# Visitors



## g-from-lancs (May 4, 2006)

Good weekend at work, couple of nice cars turned up at my restaurant 



















Gave them a discount too hehe :chuckle:

Graham


----------



## x.laura.x (Apr 8, 2009)

Nice one G ..

did ya car pass MOT?? x


----------



## g-from-lancs (May 4, 2006)

Yeah pass 1st time after not driving it in 4 months! lol hows you btw? just going to get it serviced in morning, do you need a official north west photographer? my wife will be willing to do it no problem  xxx


----------



## x.laura.x (Apr 8, 2009)

Yeah am doing good  just got back off holiday other day so am still tired ha....

Well yes i am thinking off a meet then photos.... will have a little chat with u and see wot we can sort out!... you need to come out this year  x


----------



## g-from-lancs (May 4, 2006)

Yeah defo will be coming out  x


----------



## x.laura.x (Apr 8, 2009)

Gooood ... i will have to pop over when your off have a catch up not seen ya in yonks! x


----------



## Marky_GTSt (Dec 31, 2005)

x.laura.x said:


> yonks!


I just spoke to the 1980`s, they said they want their word back


----------



## sin (Dec 3, 2007)

g-from-lancs said:


> Yeah defo will be coming out  x


Something you wanna get of your chest G?


----------



## x.laura.x (Apr 8, 2009)

He never comes out because the meets are always held when he's working and am sure he just misses me really ha


----------



## g-from-lancs (May 4, 2006)

sin said:


> Something you wanna get of your chest G?


hahaha (flutters his eye lashes)


----------



## g-from-lancs (May 4, 2006)

x.laura.x said:


> He never comes out because the meets are always held when he's working and am sure he just misses me really ha


Didn't get the joke?
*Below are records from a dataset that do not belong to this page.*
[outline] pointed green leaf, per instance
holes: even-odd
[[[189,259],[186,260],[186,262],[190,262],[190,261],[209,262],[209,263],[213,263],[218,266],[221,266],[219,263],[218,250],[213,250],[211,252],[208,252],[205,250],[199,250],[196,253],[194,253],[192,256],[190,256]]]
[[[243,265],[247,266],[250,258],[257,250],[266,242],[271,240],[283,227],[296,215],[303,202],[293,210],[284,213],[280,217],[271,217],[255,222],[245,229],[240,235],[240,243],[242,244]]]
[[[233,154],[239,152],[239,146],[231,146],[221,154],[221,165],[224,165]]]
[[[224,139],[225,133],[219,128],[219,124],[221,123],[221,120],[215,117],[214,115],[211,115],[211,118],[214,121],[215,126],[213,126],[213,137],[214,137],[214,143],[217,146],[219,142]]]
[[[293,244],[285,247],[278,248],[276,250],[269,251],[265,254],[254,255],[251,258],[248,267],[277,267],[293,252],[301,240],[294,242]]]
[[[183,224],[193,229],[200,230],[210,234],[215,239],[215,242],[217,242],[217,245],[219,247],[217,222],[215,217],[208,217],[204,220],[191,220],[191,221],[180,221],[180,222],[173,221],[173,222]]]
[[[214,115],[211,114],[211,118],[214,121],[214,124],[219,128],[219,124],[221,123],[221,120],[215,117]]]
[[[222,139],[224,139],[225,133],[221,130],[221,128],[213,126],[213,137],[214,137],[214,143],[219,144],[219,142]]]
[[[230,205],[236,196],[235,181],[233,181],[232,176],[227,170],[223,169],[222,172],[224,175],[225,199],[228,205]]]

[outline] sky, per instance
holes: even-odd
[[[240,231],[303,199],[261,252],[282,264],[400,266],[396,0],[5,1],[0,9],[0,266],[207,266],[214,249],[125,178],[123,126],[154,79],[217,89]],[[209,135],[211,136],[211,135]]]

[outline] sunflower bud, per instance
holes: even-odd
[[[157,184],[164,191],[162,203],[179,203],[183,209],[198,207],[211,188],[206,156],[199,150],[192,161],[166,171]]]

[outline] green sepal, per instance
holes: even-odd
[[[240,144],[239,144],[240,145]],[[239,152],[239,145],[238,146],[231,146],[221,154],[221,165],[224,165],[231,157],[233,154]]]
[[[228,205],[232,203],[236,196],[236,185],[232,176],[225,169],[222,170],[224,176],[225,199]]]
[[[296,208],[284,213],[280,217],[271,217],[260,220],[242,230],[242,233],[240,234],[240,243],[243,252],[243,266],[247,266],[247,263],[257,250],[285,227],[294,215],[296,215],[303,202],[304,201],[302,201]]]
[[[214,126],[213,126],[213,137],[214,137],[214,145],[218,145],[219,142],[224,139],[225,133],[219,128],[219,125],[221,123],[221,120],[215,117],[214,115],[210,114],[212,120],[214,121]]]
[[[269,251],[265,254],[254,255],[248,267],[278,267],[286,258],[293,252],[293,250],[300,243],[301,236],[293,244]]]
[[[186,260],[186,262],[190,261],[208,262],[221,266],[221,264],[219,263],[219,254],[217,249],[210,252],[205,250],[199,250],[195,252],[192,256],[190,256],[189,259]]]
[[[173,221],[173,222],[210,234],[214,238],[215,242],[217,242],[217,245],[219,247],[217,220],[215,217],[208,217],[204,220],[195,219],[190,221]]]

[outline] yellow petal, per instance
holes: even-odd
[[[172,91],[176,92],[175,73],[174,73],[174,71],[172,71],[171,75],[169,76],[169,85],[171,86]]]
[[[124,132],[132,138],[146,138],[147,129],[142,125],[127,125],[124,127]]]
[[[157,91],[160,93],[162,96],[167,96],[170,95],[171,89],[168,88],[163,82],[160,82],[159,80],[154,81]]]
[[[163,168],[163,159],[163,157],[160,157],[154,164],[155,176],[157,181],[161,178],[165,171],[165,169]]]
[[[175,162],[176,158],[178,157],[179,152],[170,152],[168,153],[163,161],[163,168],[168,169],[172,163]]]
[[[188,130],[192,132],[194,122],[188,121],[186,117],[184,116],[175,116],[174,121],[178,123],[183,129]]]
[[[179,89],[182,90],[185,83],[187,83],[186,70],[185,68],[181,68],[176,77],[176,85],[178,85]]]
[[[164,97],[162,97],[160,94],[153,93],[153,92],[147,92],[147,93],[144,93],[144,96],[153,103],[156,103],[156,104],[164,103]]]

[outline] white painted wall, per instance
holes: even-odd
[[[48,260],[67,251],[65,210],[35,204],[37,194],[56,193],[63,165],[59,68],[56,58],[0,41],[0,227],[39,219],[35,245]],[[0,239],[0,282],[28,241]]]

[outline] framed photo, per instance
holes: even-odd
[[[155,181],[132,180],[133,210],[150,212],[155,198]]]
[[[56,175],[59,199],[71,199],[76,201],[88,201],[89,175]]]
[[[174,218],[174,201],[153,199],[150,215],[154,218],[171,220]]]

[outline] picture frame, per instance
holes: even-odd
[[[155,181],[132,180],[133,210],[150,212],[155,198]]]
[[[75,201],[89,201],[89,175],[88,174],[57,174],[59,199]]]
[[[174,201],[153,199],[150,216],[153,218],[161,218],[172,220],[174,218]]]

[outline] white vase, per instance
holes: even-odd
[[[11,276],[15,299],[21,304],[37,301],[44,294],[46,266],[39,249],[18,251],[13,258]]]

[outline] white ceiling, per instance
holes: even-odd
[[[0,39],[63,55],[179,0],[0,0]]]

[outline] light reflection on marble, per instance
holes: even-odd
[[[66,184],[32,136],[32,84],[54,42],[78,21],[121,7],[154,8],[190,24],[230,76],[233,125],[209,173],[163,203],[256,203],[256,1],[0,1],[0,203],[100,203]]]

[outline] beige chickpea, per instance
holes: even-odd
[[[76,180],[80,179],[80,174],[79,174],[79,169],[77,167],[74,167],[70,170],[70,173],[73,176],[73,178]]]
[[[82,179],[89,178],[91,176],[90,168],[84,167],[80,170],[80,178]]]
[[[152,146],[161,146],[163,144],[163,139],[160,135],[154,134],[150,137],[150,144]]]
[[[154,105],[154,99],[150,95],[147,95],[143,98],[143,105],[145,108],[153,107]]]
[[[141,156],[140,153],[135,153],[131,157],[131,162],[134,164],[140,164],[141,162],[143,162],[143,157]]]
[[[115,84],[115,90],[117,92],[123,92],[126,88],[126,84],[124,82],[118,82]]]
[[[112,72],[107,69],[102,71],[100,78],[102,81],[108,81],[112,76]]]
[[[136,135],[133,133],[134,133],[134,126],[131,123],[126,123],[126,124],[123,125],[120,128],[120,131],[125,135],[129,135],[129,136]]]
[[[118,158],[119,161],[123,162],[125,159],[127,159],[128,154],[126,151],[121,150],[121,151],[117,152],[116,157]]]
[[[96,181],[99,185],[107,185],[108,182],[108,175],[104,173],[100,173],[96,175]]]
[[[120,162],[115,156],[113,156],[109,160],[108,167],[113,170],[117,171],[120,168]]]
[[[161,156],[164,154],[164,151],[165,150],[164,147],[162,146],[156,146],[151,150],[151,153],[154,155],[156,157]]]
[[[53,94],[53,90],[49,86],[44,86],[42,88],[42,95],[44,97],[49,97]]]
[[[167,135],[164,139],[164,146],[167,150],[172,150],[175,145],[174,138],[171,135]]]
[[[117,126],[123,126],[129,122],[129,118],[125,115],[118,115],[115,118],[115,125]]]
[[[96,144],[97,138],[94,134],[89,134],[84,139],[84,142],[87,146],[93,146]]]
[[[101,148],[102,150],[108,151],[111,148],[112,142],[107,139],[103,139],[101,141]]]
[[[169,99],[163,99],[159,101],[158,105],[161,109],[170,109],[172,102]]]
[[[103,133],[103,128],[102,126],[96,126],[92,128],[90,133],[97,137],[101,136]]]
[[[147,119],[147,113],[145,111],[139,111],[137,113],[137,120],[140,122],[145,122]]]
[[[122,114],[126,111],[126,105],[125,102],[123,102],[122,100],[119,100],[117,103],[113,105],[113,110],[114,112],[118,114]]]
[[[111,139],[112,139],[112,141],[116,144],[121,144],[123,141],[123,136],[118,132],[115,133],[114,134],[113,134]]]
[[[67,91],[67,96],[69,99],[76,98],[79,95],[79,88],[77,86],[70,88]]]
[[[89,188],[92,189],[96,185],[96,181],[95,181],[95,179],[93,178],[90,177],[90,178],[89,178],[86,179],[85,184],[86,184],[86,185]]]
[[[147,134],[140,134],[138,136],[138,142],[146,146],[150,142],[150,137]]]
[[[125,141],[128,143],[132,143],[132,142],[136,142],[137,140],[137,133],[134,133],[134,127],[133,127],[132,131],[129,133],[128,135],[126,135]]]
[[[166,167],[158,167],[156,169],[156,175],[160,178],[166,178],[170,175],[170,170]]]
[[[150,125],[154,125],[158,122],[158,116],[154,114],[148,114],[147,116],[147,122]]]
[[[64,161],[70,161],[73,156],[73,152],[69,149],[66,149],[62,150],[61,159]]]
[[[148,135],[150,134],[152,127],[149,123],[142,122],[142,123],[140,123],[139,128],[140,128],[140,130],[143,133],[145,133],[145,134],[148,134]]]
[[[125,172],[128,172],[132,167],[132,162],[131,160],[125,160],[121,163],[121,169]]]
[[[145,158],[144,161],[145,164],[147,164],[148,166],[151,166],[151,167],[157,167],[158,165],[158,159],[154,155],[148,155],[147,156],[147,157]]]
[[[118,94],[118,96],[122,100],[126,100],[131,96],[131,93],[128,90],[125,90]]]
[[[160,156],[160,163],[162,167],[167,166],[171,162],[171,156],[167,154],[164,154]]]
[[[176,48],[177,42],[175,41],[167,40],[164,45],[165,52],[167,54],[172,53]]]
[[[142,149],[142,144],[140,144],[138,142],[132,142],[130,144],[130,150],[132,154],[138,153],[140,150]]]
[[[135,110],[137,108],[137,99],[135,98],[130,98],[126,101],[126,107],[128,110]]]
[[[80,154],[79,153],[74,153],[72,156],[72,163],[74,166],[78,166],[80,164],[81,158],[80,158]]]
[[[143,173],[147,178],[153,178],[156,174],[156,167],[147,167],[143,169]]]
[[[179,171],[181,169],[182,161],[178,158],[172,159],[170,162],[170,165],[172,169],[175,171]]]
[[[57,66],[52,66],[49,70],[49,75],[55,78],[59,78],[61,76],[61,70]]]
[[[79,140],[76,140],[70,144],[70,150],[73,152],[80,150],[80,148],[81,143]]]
Yeah miss all of you's, have to make a wednesday meet just for me  x (flutters eye lashes again)


----------



## x.laura.x (Apr 8, 2009)

Yeah might sort out like curry night or somethin  x


----------



## g-from-lancs (May 4, 2006)

I can do 10% Discount plus a round of drinks on me  as long as people like chinese food :thumbsup: Mondays is a good night as its Magicians night! is a good laugh x going to watch Thor tomorrow want to come?


----------



## x.laura.x (Apr 8, 2009)

Cant tomorrow having my hair done ..... still not seen the fast 5 yet ha... wen am next off on a weds i will meet up with ya.. be in two weeks  

ooh i do like a curry ... i expect it to be better than the buddha lounge in ramsbottom  thats chinese to die for ha x


----------